PHRIXUS PHARMACEUTICALS, INC. ANNOUNCES $890,000 IN NIH FUNDING FOR ITS
PROGRAMS IN DUCHENNE MUSCULAR DYSTROPHY AND HEART FAILURE
Awards to fund respiratory studies for Carmeseal™ in Duchenne muscular dystrophy and
mechanism of action studies in heart failure
ANN ARBOR, Mich. (April 5 2011)
Phrixus Pharmaceuticals, Inc., a clinical-stage, specialty
pharmaceutical company focused on innovative therapies for Duchenne muscular dystrophy
(DMD) and heart failure, today announced that it has received a total of $890,000 in awards
from the National Institutes of Health (NIH). Funding is in the form of one SBIR Phase 1 award
titled “Effects of P-188 on Respiratory Function and Diaphragm Degeneration in the mdx
Mouse” and one STTR Phase 1 award titled “Poloxamer 188 Mechanism of Action in Ischemic
Heart Failure.” The latter award is in collaboration with Dr. Joseph M. Metzger, Chair of
Integrative Biology and Physiology at the University of Minnesota.
“This funding constitutes validation for the potential utility of Carmeseal not just in
cardiomyopathy but also in respiratory disease in patients with DMD, for whom it is the leading
killer” said Thomas A. Collet, president and CEO. “Completion of the work funded by these
grants will significantly advance our knowledge of how Carmeseal achieves its dramatic effects,”
adds Dr. Bruce Markham, Vice President of Research and Chief Scientific Officer.

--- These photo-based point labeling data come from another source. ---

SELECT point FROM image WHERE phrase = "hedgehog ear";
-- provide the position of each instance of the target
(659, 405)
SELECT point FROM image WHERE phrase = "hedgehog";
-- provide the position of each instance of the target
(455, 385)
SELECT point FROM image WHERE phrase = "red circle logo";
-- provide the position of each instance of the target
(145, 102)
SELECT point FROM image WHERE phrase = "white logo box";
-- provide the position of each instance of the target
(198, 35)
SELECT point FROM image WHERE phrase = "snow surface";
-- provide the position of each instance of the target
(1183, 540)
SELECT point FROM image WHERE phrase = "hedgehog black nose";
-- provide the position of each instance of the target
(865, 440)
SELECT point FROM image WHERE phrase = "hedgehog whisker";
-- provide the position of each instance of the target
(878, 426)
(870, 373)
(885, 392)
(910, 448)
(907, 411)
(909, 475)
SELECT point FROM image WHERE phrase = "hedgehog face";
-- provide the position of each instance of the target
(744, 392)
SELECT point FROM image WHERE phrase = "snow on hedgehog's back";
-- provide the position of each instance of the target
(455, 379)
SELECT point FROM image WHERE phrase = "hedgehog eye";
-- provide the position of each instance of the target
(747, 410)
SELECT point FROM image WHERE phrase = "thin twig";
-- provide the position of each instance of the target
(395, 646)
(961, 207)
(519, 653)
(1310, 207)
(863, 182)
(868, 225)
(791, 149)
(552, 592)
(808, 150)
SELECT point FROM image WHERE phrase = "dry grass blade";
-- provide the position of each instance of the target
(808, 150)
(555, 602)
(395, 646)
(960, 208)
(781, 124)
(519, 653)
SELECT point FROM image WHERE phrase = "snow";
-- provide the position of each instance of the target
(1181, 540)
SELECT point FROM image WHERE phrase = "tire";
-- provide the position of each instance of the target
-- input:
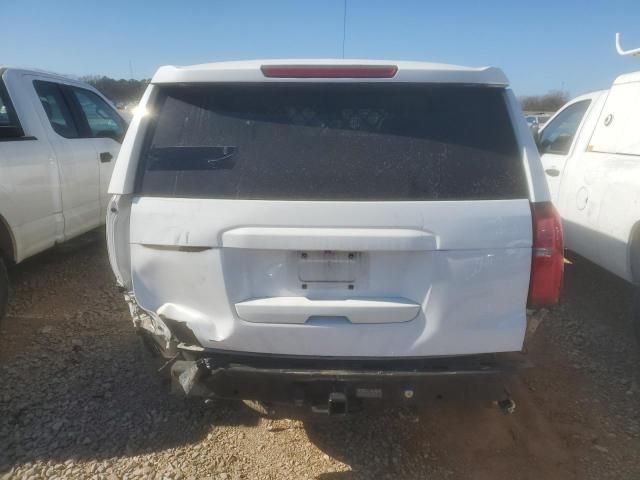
(4, 289)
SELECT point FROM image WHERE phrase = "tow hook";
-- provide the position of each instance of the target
(336, 405)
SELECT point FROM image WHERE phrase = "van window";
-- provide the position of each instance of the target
(103, 121)
(619, 122)
(56, 108)
(557, 136)
(332, 142)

DMD is the most devastating of the muscular dystrophies. No drug is approved for its
treatment. It is a genetic disease that affects about one out of every 3,500 boys. Approximately
20,000 boys and young men live with this disease in the United States. The hallmarks of DMD
are skeletal muscle weakness, respiratory distress, and cardiomyopathy. It is a degenerative
disease that leads to premature death.